Burks, the only draftee the Fire have signed in the last four years, was a defender out of Washington. A similar story could emerge this time around too, as Huskies defender Nate Jones is among this year’s top prospects, and if he’s still available at #6, could represent a Rafa Czichos backup. Newly-crowned national champion Clemson were led by Pape Mar Boye in their back line, and he is a player with similar draft potential. His Tigers teammate, Hermann trophy finalist Ousmane Sylla, would be a first-rounder if he wasn’t expected to sign in Europe, much like previous champion Syracuse’s top defender, Olu Oyegungle. Syracuse’s other center back with potential, Buster Sjöberg, was drafted by Vancouver last year but elected to play an extra season in Orange due to a major injury that kept him out of the national title run.
Other players tipped by various mock drafts for a possible Fire pick include Jason Shokalook (Akron), Stephen Annor Gyamfi (Virginia), Kalani Kossi-Rienzi (Washington), Tyrese Spicer (Lipscomb), and Femi Awodesu (Penn State).
What players from Chicago are in the pool?
A handful of players from the Chicagoland area are in consideration to be drafted, and it’s possible the Fire could opt to use a pick on one of them, particularly in the later rounds where stakes are lower.
One such player is goalkeeper Bryan Dowd, who was Notre Dame’s starting goalkeeper as they made a national championship run. Dowd, who attended Fenwick High School, previously played with the Fire’s academy as well as FC United Chicago. He is also Notre Dame football’s third-string kicker. Tommy Mihalić is a name Chicago youth soccer followers will remember but haven’t heard in quite a while; he’s the star #10 for Indiana and is entered into this year’s draft following his junior season. He’s a six-time Croatia U-17 international, and a former FC United player as well.
There are only a handful of other Fire academy players in this class, with the others being goalkeeper Nathan Crockford (Wisconsin) and Sidney Paris (Wake Forest). Neither have any real shot of early picks, though Paris is a teammate of ex-Fire II midfielder Noeh Hernández with the senior Puerto Rican national team.

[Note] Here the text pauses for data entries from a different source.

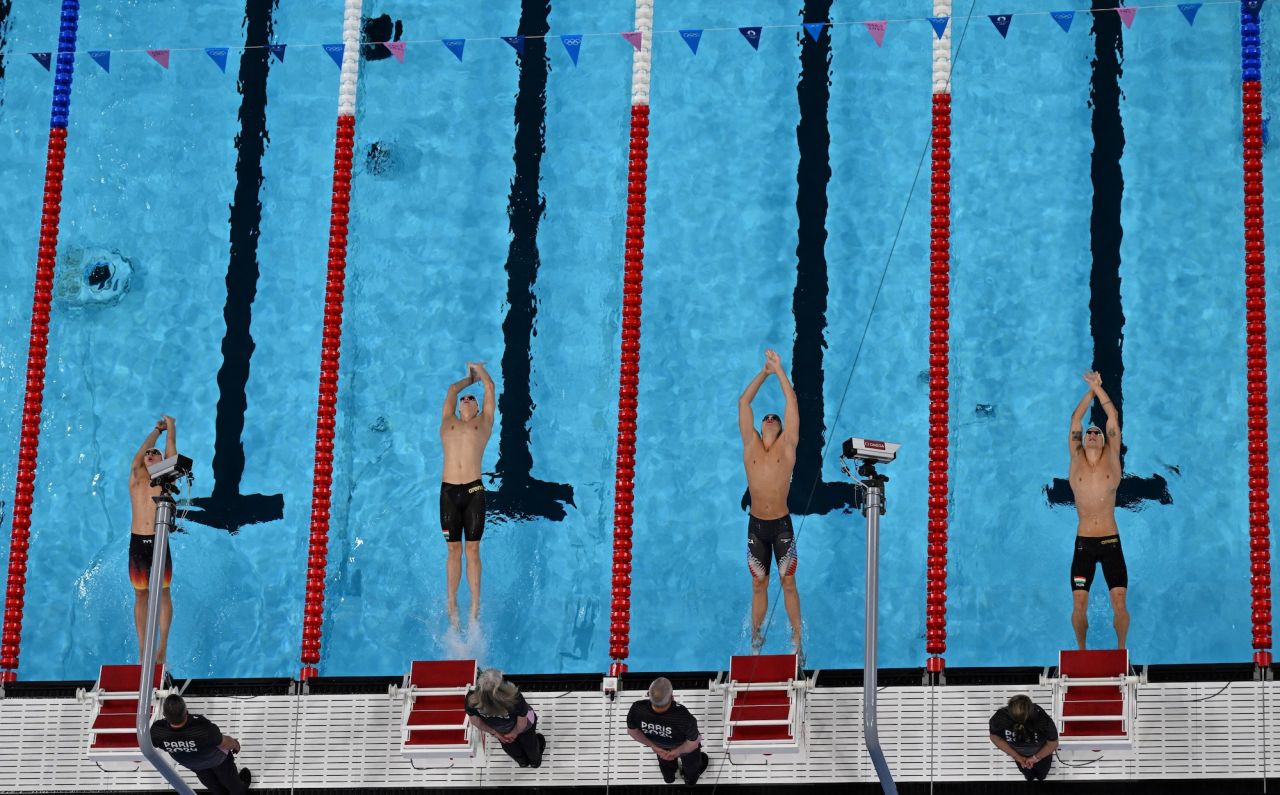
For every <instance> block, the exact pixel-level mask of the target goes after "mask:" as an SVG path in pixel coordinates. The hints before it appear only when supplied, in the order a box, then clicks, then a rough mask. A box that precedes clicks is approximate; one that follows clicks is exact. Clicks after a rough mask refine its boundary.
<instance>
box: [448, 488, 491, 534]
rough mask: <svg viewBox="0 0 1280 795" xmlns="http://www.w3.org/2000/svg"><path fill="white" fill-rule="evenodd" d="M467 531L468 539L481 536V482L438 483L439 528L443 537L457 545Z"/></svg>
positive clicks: (483, 524)
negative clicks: (464, 532)
mask: <svg viewBox="0 0 1280 795" xmlns="http://www.w3.org/2000/svg"><path fill="white" fill-rule="evenodd" d="M463 530H466V539H467V540H468V542H479V540H480V539H481V538H484V484H481V483H480V481H479V480H472V481H471V483H463V484H456V483H442V484H440V531H442V533H444V540H447V542H449V543H451V544H456V543H458V542H461V540H462V533H463Z"/></svg>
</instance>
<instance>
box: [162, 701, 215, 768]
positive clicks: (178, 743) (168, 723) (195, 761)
mask: <svg viewBox="0 0 1280 795" xmlns="http://www.w3.org/2000/svg"><path fill="white" fill-rule="evenodd" d="M221 741H223V732H220V731H218V726H215V725H214V723H212V722H211V721H210V719H209V718H206V717H205V716H200V714H192V716H187V722H186V723H183V726H182V728H172V727H170V726H169V722H168V721H163V719H161V721H156V722H155V723H152V725H151V745H155V746H156V748H159V749H160V750H163V751H165V753H166V754H169V755H170V757H173V759H174V762H177V763H178V764H180V766H183V767H184V768H187V769H189V771H207V769H209V768H211V767H218V766H219V764H221V763H223V759H225V758H227V753H225V751H223V750H221V749H220V748H218V745H219V744H220V743H221Z"/></svg>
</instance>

Louisville’s Axel Alejandre also sees his name entered in the draft pool. Still only a sophomore, he’s probably fairly low down the pecking order, but as a Chicago native and FC United alum, he screams third round Fire pick. Finally, projected top ten pick Joey Maher does hail from the state of Illinois, even if only barely. He is from Caseyville, near St. Louis, and following in the footsteps of his brother, Nashville’s Jack Maher, he also attends Indiana. At IU, Maher and Mihalić played alongside a handful of other Fire Academy players, including Brett Bebej and Luka Bezerra (brother of current Fire forward and former Hermann trophy winner at Indiana Victor Bezerra).
Draft details and how to watch
The 2024 SuperDraft will begin at 2 PM Central Time, and it will be streamed on Apple TV with the MLS Season Pass. Only the first round will be streamed, as the last two rounds will be conducted virtually behind closed doors.